Christmas time is the season that most people put their differences aside and work on having a good time. (Why that can’t be the "norm" has always been a mystery to me but that will have to be another blog someday.) And over the years I have attended company Christmas parties at a variety of places: Country Clubs, Fancy Hotel Lounges in Topeka, KS City and Wichita and even one in a Resort.

There were fancy decorations for the Holidays with flashing lights of every color, sparkling tensile and perfectly decorated 12-foot spruces. Those were places you had to put on that pair of slacks you hadn’t wore since last year, the sports coat that almost matched, the tie left over from the 70’s, suck it up and act "cultured". Some one from "the main office" or some one from "division" would make some sort of speech for an hour or so. We ate supper (which would be some sort of meat with a fancy name) and went home.

I always hated those Christmas parties!

But this year was a little different. Now I work for a rather small company, which has about 15 employees in it from start to finish … top dog down. But due to the nature of our business, we are hardly ever together enough to know each other real well. The demographics of employees are tremendously varied: education ranges from three with Masters degrees to high school dropouts. Backgrounds range from the Chautauqua and Osage hills to the KS City suburbs. So put us all in the same room and include the wives or hubbies it is a hilarious mixture of fun and frolic.

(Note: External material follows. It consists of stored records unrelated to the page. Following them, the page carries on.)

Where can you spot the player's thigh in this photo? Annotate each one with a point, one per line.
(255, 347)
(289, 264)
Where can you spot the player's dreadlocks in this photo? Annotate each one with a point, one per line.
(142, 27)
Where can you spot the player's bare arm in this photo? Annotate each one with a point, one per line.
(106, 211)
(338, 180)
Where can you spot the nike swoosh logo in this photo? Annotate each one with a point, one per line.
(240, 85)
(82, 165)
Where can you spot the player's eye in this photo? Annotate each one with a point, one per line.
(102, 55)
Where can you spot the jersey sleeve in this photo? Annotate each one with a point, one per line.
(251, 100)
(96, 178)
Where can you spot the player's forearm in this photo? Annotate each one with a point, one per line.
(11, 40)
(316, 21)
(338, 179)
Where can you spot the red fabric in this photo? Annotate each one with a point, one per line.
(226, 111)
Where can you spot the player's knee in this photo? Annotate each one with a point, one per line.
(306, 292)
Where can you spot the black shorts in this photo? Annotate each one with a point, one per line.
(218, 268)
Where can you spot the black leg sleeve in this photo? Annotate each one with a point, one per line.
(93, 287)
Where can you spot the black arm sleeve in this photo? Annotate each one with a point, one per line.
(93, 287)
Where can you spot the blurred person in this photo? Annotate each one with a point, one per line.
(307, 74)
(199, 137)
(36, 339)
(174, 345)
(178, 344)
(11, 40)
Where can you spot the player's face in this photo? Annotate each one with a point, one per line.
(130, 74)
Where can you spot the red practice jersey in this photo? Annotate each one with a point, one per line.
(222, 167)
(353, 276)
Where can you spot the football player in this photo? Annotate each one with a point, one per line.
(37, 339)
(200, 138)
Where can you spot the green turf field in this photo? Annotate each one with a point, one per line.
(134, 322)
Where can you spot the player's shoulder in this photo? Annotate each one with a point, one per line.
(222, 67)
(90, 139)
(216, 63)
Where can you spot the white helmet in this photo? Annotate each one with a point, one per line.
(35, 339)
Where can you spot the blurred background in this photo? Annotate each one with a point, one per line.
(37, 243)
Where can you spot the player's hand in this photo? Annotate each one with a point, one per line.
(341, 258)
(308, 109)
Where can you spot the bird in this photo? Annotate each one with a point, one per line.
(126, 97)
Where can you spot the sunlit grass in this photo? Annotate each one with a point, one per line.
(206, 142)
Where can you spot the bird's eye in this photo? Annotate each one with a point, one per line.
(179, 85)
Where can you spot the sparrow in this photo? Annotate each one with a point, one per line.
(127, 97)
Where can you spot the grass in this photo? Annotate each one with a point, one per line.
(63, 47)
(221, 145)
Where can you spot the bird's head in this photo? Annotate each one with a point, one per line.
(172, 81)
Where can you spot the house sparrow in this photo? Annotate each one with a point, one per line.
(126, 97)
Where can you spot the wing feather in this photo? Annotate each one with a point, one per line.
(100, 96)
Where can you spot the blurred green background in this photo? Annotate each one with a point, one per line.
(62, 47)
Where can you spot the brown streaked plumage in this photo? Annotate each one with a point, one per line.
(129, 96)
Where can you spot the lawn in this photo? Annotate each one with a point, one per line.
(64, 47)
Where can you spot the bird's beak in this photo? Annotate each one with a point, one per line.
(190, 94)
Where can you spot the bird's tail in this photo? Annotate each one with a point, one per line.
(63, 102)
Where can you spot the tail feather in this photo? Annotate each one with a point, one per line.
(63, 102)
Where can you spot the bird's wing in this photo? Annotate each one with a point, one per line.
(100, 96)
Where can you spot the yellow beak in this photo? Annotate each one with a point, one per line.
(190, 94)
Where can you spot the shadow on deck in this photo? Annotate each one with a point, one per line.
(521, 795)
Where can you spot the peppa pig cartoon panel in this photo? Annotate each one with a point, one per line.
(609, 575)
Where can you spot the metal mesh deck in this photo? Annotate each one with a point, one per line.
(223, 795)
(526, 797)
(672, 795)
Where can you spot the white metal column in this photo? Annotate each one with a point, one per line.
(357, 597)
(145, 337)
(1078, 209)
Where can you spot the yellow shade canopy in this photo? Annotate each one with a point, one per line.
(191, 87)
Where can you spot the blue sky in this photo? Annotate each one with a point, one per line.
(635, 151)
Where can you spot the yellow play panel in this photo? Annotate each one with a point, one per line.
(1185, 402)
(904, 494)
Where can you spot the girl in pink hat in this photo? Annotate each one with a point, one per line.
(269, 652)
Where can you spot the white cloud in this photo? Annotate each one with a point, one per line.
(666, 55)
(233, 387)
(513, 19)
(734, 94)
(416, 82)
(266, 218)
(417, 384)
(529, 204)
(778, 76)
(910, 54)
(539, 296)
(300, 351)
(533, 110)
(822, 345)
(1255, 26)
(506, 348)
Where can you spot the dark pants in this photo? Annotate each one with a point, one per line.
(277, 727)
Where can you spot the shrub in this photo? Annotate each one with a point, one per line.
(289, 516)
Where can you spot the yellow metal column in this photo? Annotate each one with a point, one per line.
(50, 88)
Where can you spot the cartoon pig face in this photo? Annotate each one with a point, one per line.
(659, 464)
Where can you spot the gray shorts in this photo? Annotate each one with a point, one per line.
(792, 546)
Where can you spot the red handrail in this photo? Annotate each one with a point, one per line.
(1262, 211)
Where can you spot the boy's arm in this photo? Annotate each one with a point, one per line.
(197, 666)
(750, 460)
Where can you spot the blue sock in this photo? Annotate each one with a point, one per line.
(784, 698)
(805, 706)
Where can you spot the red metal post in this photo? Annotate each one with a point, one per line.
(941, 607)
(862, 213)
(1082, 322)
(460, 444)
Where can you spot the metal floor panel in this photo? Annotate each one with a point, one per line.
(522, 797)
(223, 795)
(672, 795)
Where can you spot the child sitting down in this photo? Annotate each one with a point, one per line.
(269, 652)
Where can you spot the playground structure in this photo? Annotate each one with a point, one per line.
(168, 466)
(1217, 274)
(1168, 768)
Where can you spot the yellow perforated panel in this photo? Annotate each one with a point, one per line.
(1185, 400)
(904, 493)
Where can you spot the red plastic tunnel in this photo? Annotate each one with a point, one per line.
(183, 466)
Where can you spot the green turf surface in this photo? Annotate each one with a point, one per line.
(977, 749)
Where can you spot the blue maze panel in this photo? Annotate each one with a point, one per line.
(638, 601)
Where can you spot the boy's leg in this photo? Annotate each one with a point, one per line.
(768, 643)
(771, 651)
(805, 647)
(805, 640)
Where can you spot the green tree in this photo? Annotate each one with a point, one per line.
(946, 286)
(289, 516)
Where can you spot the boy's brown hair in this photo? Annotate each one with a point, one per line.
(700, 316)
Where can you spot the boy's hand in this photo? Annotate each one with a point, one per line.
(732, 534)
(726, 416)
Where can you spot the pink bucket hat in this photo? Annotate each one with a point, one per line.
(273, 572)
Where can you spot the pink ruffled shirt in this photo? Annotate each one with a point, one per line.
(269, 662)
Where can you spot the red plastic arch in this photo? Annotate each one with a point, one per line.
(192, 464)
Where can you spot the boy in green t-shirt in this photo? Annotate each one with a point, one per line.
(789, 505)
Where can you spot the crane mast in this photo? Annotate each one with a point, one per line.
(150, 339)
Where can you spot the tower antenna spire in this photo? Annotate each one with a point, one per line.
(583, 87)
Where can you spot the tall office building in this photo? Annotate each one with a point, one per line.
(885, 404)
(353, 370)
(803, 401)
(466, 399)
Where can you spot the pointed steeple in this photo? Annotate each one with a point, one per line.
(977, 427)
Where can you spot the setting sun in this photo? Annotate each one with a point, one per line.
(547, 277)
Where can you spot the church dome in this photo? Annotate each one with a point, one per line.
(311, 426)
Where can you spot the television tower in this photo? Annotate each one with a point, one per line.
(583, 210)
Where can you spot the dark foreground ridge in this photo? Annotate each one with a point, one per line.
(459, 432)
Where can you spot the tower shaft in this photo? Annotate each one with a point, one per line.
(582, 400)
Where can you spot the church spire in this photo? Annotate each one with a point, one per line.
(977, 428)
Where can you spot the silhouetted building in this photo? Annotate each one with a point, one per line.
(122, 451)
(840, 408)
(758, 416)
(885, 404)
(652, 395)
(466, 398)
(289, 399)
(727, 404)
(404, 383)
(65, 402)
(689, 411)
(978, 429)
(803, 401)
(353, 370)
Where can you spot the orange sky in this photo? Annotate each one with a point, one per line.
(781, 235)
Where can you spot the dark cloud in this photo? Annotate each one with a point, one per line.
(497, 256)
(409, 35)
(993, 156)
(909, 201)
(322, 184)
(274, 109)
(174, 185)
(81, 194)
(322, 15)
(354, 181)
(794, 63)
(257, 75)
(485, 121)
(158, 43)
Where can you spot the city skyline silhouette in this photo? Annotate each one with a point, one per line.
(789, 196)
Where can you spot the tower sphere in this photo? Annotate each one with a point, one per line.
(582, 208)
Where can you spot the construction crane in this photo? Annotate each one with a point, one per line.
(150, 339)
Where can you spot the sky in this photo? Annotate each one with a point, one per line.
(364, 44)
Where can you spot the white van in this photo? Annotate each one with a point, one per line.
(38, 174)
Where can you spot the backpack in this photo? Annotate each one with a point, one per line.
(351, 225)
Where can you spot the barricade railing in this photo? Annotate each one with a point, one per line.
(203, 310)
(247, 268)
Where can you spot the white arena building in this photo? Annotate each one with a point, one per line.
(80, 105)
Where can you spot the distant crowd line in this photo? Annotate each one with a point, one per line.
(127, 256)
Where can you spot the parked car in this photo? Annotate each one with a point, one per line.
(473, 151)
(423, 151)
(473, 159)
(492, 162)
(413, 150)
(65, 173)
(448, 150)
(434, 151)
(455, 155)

Last night’s soiree was held at "The Mule Barn Bar and Supper Club" and Fred was buying. The Coors, Budweiser and Michelob beer signs provided the colored lights but only one flashed. (Actually I think it has a short in it because the flashing would get rather erratic at times …. sort of like them strobe lights). There wasn’t any sparkling tensile, but the cobwebs did blow and shimmer in the dim lights each time the heater kicked on. And the spruce? Well, it was about 12 inches tall and had one three inch Christmas ball on it (which made it list to the side). Someone had tried to help it out though by hanging an empty beer can on the other side.

And when it came to supper, I knew what I was eating! It was a ribeye!

Everyone sat and talked, compared notes about kids or grandkids and swapped stories. No one was worried about sales, deliveries or production …. And we didn’t get an hour-long speech about it. But we did have a lot of "remember when" stories. And of course many of them were rather "stretched" …. But that’s ok since it justs made the laughter louder. Afterall, that's what Christmas is about, not about company profits.

Anyway, I guess it all comes down to, I’ll take a redneck soiree any day of the week over them hobnob celebrations.